I had a project from before I graduated from college that was effectively me acting as a research aid to a politician. The project served as my senior thesis, as well. The portion of the report that I was working on focused on determining the effect of new fuel economy legislation for heavy-duty vehicles, such as 18-wheelers or large lorries and their drivers.
I managed to get the data cleaned up and put together, but when I ran a regression (with dummy variables for year, region, etc) I realized that I was seeing the police-and-crime problem in action: wages affected employment which affected wages etc. Indeed, I checked the regression by running it once with wages and employment against one another and had a very significant p-value spit back out at me, with a 99% R-value — making me realize that I had a problem.
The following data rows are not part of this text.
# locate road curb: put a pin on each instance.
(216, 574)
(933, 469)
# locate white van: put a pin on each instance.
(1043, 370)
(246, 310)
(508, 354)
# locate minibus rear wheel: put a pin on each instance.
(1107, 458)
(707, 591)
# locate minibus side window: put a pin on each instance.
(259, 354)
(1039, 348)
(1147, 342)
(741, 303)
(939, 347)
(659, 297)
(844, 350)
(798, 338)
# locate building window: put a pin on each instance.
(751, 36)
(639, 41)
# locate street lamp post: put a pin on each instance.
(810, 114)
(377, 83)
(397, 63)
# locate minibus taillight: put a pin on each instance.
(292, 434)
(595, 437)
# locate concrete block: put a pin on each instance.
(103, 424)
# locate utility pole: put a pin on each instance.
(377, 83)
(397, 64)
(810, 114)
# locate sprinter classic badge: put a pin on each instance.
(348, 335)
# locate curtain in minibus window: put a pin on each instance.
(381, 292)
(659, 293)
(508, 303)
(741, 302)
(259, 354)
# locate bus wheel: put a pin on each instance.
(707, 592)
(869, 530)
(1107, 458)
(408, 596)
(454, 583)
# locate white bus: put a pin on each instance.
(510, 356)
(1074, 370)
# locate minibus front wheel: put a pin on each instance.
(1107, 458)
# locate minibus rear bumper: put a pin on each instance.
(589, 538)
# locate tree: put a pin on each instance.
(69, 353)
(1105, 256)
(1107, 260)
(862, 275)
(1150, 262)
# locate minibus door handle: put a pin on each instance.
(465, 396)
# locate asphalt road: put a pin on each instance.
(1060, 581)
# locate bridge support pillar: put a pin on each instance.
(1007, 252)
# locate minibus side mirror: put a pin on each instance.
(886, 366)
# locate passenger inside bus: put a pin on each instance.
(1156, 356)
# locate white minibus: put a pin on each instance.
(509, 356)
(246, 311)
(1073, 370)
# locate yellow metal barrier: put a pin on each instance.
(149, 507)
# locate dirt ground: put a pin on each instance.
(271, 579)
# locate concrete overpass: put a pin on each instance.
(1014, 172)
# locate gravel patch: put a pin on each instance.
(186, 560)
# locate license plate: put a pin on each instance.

I know that I need to find some variable that only affects one (wages or employment) but not the other. (In the Levitt paper, he uses elections, which affect police presence and not crime.) What type of variable would this be in my wage/employment model? Are there other ways of working around the endogeneity problem?
I can post data if it is requested, though my question is more conceptual than data-focused.
As many have already answered, one of the easiest way to correct for endogeneity is a instrumental variable (IV) using a 2-stage least square regression (2SLS). Another method, is using a Heckman correction. For details, on the Heckman correction see his paper “Sample Selection Dias as a Specification Error” Econometrica Vol. 47, No. 1 (1979). However, instead of reading the whole paper, whatever software package you are using will probably have it already builded in. The paper is posted at the following url:
However, not sure how long the link will stay open.
Hope this helps! Good Luck!